Netgate Discussion Forum
    • Categories
    • Recent
    • Tags
    • Popular
    • Users
    • Search
    • Register
    • Login

    REGEX blocking

    Scheduled Pinned Locked Moved pfBlockerNG
    48 Posts 8 Posters 7.6k Views
    Loading More Posts
    • Oldest to Newest
    • Newest to Oldest
    • Most Votes
    Reply
    • Reply as topic
    Log in to reply
    This topic has been deleted. Only users with topic management privileges can see it.
    • J
      jc1976
      last edited by

      Is it possible to use regex blocking with a list? Like one of the lists in dnsbl or ip?

      I know i can activate regex blocking but then i've gotta manually add all the urls.

      i came across this link "https://ftprivacy.cloud/#regex-blocklists/#the-main-general-blocklist" where, like the feeds from pfblockerng are just long lists.

      Per the configuration in pfblockerng, it doesn't seem like i can paste a url in the whitespace and it'll pull all those entries down.

      Can i use that URL in dnsbl and it'll import the urls like it would in any other dnsbl?

      thanks

      GertjanG 1 Reply Last reply Reply Quote 0
      • GertjanG
        Gertjan @jc1976
        last edited by

        @jc1976 said in REGEX blocking:

        Is it possible to use regex blocking with a list? Like one of the lists in dnsbl or ip?

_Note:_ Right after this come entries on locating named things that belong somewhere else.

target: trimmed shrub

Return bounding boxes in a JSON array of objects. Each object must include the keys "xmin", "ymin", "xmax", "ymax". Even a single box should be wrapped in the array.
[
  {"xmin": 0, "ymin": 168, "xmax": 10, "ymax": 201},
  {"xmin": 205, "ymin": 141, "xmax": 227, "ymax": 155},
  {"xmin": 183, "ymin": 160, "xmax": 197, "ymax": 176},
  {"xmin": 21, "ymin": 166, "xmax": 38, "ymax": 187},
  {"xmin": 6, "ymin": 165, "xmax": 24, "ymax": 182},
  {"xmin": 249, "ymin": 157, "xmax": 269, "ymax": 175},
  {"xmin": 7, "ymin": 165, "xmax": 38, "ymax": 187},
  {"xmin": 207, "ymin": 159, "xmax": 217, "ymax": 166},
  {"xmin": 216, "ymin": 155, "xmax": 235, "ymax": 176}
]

        You can list an 'item' or regex expression, or even many of them, like a list.
        regex is special. Do not approach it without a drugstore nearby. Stockpile your koffee beans.

        Example :

        ^(.+[_.-])?adse?rv(er?|ice)?s?[0-9]*[_.-] #test RGX1
        ^(.+[_.-])?telemetry[_.-] #test RGX2
        ^ad([sxv]?[0-9]*|system)[_.-]([^.[:space:]]+\.){1,}|[_.-]ad([sxv]?[0-9]*|system)[_.-] #test RGX3
        ^adim(age|g)s?[0-9]*[_.-] #test RGX4
        ^adtrack(er|ing)?[0-9]*[_.-] #test RGX5
        ^advert(s|is(ing|ements?))?[0-9]*[_.-] #test RGX6
        ^aff(iliat(es?|ion))?[_.-] #test RGX7
        ^analytics?[_.-] #test RGX8
        ^banners?[_.-] #test RGX9
        ^beacons?[0-9]*[_.-] #test RGX10
        ^count(ers?)?[0-9]*[_.-] #test RGX11
        ^pixels?[-.] #test RGX12
        ^stat(s|istics)?[0-9]*[_.-] #test RGX13
        ^stat(s|istics)?[0-9]*[_.-] #test RGX14
        

        where

        #test RGX14
        

        is a unique, that's why I included a number - comment line.

        For the syntax : welcome to regex.

        No "help me" PM's please. Use the forum, the community will thank you.
        Edit : and where are the logs ??

        1 Reply Last reply Reply Quote 0
        • U
          Uglybrian
          last edited by

          Hi, Here is a regex list that i use with pfBlocker even tho its for piehole
          https://github.com/mmotti/pihole-regex/blob/master/regex.list
          For facebook: https://github.com/mmotti/pihole-regex/tree/master/social

          GertjanG J A 3 Replies Last reply Reply Quote 0
          • GertjanG
            Gertjan @Uglybrian
            last edited by

            @uglybrian said in REGEX blocking:

            https://github.com/mmotti/pihole-regex/blob/master/regex.list

            👍

            And lol, line 10 :

            Due to the restrictive nature of these regexps, you may encounter a small number of false positives

            Look at the regex expressions :
            An url with 'counter' will get flagged.
            Worse : if you find a 'stat' in an url : => exit !!

            That not 'restrictive', that's a sledge hammer approach ;)

            No "help me" PM's please. Use the forum, the community will thank you.
            Edit : and where are the logs ??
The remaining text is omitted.